July 28: Dr. Jason Hou has received grant funding from PCORI for his project entitled, “Treat-to-Target of Endoscopic Remission in Patients with Inflammatory Bowel Diseases in Symptomatic Remission: A Pragmatic Randomized Controlled Trial.” (co-PIs, Jason Hou and Siddharth Singh. Funding amount. $6,3 million. Funding period: 5 years).
The goal of this project is to compare the effectiveness and safety of a strategy of switching to an alternative treatment to treat to a target of endoscopic remission vs. continuing index treatment in IBD patients who are in symptomatic remission using a 104-week pragmatic, open-label, randomized clinical trial within a learning health system conceptual framework.
April 9: Dr. Ayse Mindikoglu, associate professor of gastroenterology and hepatology, received a $50,000, one-year grant from the Roderick D. MacDonald Research Fund. This will fund research on the effect of human plasma collected from subjects who fasted from dawn to sunset for four weeks on preventing hepatocellular carcinoma growth in a mouse model.
March 18: Dr. Fasiha Kanwal has received R01 funding from the National Cancer Institute (NIC) for her study entitled, “Multi-level Evaluation of Racial/ethnic Disparities in Liver Disease Outcomes" (MPI: Fasiha Kanwal, Amit Singal; total funding: $2.3 million; duration five years).

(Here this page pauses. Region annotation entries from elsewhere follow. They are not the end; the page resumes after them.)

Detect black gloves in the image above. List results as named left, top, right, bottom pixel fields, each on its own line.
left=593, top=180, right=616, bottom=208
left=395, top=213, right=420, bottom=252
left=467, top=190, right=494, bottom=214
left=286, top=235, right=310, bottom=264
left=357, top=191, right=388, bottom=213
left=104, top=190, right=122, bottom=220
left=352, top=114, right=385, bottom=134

The goal of this study is to conduct a comprehensive evaluation of multilevel factors hypothesized to play important roles in causing racial/ethnic and socioeconomic disparities in three key measures of cirrhosis prognosis: Hepatic decompensation, including HCC; Liver-related hospitalization; Overall survival.
Drs. El-Serag, Kramer, Badr, White and Oluyomi are co-investigators on this project.